In fields $K/F$ of characteristic not 2, an $F$-subspace of $K$ closed under taking positive powers is actually a subfield of $K$

Question

Let $F\subset K$ be an algebraic extension of fields. Let $F\subset R\subset K$, where $R$ is an $F$-subspace of $K$ with the property that for any $a \in R$, $a^k\in R$ for any $k\geq 2$.

1. Assume that $\operatorname{char}(F)$ is not equal to 2. Show that $R$ is a subfield of $K$.

2. Give an example such that $R$ may not be a field if $\operatorname{char}(F)=2.$

Firstly, I can prove that $R$ is a subring of $K$. Because $(x+y)^2=x^2+2xy+y^2$, based on $\operatorname{char}(F)$ is not equal to $2$, we have $xy\in R$. If so, the multiplication and addition are closed in $R$. But how can I prove $R$ is a field?
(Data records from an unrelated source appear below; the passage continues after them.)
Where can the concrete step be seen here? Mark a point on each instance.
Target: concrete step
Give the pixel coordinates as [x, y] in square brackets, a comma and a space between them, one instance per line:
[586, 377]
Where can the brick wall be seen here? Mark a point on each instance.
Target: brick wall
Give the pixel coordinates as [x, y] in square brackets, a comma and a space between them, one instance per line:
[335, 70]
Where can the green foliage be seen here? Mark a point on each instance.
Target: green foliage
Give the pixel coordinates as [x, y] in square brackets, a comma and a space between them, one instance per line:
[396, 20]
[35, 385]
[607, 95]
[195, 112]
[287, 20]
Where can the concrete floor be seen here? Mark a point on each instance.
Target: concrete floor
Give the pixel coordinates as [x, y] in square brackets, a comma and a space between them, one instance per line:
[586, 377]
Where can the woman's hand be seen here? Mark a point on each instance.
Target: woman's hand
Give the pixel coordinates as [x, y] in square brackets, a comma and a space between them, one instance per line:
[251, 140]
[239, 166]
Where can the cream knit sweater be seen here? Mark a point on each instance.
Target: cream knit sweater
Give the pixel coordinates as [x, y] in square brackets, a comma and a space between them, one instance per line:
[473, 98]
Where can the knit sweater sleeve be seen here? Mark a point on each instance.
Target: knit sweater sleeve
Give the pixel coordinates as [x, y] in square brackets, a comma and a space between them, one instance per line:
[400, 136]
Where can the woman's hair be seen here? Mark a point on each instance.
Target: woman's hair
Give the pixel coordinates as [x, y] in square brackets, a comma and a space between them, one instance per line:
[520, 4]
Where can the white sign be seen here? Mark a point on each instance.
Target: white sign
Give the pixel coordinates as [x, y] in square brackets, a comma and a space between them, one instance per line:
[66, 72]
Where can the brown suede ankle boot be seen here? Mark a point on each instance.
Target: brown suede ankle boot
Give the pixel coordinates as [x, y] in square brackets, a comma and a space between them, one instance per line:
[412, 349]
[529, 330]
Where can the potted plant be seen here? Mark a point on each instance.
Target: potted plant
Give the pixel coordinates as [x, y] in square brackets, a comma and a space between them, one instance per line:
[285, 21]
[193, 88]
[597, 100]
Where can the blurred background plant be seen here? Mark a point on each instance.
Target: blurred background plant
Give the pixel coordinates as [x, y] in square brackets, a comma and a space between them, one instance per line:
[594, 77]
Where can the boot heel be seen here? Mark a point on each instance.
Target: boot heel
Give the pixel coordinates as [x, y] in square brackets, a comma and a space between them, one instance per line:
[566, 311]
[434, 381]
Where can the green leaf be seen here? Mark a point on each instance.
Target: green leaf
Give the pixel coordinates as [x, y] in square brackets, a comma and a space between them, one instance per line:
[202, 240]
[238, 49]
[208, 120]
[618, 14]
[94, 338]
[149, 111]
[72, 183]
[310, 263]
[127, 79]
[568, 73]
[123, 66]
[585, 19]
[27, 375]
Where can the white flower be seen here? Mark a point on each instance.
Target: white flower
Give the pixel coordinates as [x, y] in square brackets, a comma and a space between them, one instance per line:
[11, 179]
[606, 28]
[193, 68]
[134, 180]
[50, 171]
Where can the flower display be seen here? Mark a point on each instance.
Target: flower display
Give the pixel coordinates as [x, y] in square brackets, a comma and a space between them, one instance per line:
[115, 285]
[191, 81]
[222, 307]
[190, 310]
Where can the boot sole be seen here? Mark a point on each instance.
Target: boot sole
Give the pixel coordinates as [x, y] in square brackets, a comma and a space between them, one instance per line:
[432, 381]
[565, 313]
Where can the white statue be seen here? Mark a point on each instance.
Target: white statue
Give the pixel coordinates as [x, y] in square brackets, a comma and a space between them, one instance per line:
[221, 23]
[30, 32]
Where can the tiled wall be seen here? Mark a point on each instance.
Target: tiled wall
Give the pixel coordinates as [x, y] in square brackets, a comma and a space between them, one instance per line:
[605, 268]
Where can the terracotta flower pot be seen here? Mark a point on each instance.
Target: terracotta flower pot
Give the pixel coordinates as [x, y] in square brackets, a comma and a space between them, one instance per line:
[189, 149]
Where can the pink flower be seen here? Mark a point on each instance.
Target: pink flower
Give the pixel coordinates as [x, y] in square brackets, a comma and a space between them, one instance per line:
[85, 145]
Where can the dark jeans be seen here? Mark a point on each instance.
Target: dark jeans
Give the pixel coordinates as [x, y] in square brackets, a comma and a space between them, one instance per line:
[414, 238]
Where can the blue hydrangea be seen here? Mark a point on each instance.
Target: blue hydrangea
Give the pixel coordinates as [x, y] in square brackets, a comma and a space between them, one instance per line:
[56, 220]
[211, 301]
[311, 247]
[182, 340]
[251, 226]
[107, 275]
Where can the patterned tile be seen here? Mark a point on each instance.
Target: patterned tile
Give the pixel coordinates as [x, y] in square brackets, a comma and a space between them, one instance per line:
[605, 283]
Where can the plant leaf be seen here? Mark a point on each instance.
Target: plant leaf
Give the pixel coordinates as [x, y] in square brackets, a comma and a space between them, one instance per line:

Also, how can I give an example, if $\operatorname{char}(F)$ is not equal to $2$, then the result of part 1 does not necessarily hold?

Answer 1

For $r\in R\setminus 0$ consider the minimal polynomial $f:=X^n+a_{n-1}X^{n-1}+\ldots +a_0\in F[X]$ of $r$ over $F$. Note that $a_0\neq 0$, hence $-a_0$ is invertible in $R$. The equation

$r(r^{n-1}+a_{n-1}r^{n-2}+\ldots +a_1)=-a_0$

then shows that $r$ is invertible in $R$.

Answer 2

I will give a counter example in the case $\operatorname{char} F = 2$:

Consider $F = \mathbb F_2(X^2,Y^2)$ and $K = \mathbb F_2(X,Y)$, where $X$ and $Y$ are free variables. Then we have $[K:F] = 4$. Let $R$ be the $3$-dimensional $F$-space spanned by $1, X, Y$. Clearly, $R$ is not an intermediate field of $K/F$ (otherwise $4 = [K:F] = [K:R]\cdot [R:F]$, i. e. $\dim_FR = 3$ would be a divisor of $4$).
Hence, it suffices to prove that $R$ is closed under taking positive powers. Let $a+bX+cY\in R$, where $a,b,c\in F$, and $n\in \mathbb N$. Then $(a+bX+cY)^n$ can be uniquely expressed in the $F$-basis $\{1, X, Y, XY\}$ of $K$ and we need only show that the coefficient of $XY$ is zero. Using the Multinomial theorem, the coefficient of $XY$ in $(a+bX+cY)^n$ is the sum of expressions of the form $$ \binom{n}{k_a,k_b,k_c}a^{k_a}b^{k_b}c^{k_c}, \tag{1} $$ where $k_b$ and $k_c$ are both odd integers and $k_a+k_b+k_c = n$. Now, we can write $$ \binom{n}{k_a,k_b,k_c} = \binom{n}{k_a}\cdot \binom{k_b+k_c}{k_b} $$ and this answer shows that $\binom{k_b+k_c}{k_b}$ is even, since there is at least one carry when adding $k_b$ and $k_c$ in base $2$. Therefore, all the expressions in $(1)$ are zero in $F$.

Hence, $(a+bX+cY)^n \in R$ and $R$ is closed under taking positive powers.